Severe myelosuppression generally occurred early in the course of treatment, with 62% of grade-3 or -4 hematologic adverse events occurring within the initial eight weeks of treatment. Neutropenia was accompanied by fever in only 4.1% of patients, according to the study. Most other adverse events were of low or moderate severity, and included pruritus, rash, diarrhea and fatigue.

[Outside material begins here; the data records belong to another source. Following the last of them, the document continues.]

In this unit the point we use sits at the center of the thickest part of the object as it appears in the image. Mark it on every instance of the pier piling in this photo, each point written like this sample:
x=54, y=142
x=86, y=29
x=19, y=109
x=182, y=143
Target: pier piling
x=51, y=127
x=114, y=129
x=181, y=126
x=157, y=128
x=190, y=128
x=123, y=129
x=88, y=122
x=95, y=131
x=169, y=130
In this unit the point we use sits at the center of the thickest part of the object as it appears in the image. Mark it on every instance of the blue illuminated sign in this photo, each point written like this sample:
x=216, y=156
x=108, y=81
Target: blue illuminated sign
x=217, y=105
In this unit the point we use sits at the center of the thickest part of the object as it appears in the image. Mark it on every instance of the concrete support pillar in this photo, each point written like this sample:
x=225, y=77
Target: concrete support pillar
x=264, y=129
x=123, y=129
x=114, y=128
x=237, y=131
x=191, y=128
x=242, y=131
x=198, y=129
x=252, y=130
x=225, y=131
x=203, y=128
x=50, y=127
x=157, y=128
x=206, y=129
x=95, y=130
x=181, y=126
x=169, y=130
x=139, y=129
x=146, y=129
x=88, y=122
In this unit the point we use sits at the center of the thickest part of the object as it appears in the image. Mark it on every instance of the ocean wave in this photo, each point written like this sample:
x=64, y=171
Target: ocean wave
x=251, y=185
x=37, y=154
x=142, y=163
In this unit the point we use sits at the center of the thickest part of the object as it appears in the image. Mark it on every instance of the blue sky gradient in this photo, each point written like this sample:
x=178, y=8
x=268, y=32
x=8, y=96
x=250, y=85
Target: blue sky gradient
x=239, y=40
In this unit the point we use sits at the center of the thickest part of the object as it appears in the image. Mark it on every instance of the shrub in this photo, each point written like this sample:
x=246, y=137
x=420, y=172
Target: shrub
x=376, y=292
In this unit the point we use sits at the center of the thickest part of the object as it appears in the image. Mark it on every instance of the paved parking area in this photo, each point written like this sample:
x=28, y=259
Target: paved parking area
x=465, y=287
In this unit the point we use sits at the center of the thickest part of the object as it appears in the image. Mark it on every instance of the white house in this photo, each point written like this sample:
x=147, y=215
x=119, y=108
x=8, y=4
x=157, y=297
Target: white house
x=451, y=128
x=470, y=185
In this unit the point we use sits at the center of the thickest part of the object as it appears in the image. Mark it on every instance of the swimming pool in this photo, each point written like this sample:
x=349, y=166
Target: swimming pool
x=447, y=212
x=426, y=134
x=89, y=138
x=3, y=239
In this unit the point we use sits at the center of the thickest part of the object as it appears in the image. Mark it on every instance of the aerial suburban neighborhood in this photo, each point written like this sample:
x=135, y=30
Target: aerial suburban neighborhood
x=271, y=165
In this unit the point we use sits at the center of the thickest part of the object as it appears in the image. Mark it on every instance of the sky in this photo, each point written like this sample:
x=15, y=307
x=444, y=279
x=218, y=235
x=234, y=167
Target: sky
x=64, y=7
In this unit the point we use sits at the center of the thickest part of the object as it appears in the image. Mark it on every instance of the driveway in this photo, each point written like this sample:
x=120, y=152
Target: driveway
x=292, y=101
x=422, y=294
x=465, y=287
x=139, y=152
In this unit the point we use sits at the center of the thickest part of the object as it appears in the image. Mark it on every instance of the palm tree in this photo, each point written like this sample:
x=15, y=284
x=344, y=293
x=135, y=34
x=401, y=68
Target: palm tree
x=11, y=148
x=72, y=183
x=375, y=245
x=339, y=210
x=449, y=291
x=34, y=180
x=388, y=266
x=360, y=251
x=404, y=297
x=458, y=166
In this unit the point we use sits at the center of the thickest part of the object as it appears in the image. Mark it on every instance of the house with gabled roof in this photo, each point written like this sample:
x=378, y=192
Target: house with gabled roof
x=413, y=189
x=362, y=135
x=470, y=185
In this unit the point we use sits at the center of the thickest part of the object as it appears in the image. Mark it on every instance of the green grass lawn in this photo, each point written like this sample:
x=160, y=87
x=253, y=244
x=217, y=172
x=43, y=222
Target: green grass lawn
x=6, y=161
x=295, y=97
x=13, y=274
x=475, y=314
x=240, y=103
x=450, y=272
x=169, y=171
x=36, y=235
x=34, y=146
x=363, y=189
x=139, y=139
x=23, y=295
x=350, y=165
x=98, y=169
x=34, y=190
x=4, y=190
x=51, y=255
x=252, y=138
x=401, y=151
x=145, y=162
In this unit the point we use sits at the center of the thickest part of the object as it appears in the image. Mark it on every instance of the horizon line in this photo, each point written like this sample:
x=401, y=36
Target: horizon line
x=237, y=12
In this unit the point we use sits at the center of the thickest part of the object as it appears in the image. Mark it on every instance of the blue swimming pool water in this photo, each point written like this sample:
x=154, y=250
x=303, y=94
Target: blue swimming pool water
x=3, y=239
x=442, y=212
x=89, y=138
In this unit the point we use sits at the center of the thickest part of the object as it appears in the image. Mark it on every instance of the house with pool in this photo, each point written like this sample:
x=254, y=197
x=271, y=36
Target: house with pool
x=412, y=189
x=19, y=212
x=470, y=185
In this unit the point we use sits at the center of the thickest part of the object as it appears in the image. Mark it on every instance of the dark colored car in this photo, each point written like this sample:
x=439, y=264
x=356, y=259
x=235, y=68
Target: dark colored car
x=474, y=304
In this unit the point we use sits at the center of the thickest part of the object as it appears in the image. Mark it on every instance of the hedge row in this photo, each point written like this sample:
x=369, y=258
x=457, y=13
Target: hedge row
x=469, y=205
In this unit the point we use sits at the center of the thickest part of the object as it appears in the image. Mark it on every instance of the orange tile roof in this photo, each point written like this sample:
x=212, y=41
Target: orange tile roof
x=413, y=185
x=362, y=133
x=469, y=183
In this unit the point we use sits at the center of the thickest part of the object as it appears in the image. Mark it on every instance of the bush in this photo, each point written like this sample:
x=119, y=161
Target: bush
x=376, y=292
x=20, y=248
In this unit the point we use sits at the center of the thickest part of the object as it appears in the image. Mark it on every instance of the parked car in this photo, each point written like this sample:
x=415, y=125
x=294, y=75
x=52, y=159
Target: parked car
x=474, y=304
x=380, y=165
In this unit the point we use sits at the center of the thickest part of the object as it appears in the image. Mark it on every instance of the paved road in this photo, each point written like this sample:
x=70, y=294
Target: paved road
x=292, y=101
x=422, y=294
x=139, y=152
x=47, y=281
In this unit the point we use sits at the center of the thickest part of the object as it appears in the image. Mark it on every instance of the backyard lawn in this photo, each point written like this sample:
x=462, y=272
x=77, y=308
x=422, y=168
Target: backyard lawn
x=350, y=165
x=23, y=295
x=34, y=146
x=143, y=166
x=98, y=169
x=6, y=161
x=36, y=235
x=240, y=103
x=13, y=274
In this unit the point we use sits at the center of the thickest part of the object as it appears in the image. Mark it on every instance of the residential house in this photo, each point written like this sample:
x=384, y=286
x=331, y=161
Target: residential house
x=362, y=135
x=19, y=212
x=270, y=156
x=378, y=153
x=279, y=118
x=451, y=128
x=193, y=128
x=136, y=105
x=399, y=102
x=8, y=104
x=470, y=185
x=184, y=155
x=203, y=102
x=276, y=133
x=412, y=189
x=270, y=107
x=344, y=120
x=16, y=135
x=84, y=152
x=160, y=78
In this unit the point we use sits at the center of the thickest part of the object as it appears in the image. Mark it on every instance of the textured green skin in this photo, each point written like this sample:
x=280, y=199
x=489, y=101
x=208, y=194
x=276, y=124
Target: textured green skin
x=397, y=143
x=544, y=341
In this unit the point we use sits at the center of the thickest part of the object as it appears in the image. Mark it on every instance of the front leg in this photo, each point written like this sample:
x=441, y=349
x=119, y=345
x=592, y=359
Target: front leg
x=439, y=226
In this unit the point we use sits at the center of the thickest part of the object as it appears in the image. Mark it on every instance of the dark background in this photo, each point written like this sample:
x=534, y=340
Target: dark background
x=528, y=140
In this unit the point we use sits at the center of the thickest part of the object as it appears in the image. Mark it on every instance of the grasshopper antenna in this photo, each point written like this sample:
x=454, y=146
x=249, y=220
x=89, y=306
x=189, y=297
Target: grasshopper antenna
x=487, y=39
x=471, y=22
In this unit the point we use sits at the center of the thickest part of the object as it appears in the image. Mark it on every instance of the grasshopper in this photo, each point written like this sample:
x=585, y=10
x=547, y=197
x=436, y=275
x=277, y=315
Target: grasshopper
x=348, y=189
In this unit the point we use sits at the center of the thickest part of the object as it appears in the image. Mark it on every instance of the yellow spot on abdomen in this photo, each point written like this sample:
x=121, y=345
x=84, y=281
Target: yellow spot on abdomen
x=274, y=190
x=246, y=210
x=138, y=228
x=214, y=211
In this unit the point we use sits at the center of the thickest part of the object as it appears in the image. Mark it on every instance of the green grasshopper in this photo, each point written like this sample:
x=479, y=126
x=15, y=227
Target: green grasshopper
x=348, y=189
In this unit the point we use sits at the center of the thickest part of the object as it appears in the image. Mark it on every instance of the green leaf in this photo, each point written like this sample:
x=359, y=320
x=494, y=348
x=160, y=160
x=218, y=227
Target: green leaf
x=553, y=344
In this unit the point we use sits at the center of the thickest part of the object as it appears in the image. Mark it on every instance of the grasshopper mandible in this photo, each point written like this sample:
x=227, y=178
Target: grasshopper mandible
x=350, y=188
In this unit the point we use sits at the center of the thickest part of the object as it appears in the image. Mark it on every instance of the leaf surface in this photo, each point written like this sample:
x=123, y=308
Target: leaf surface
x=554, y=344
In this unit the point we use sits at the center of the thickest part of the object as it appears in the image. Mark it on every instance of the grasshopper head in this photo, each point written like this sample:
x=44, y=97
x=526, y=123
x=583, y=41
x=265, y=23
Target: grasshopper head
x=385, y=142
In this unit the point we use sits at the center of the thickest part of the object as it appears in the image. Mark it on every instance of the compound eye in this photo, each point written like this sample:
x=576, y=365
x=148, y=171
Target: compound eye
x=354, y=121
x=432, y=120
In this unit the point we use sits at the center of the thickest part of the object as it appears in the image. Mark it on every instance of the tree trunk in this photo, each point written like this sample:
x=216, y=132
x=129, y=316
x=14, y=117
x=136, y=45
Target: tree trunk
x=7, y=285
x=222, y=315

The trial was sponsored by Celgene.
Editor’s note: This study demonstrated that lenalidomide, an immunomodulating derivative of thalidomide with a markedly different toxicity profile, was capable of generating major hematologic and cytogenetic responses in a high proportion of patients with the del(5q) subtype of MDS. This group of patients accounts for approximately 10% of those with MDS. The drug was relatively well tolerated although myelosuppression was a common and potentially serious side effect, which required careful monitoring and management. Given the substantial beneficial impact of lenalidomide against the abnormal clone in this disorder, its use holds promise for causing important positive alteration of the natural history of this disease. Biologic studies are ongoing attempting to delineate the mechanism(s) underlying these dramatic and relatively selective effects for this disease subtype. A separate recently completed clinical trial is currently undergoing analysis to define the role of this drug for treating lower risk patients with non-del(5q) subtypes of MDS. – Peter Greenberg, MD
For more information:
- List A, Dewald G, Bennett J, et al. Lenalidomide in the myelodysplastic syndrome with chromosome 5q deletion. N Engl J Med. 2006;355:1456-1465.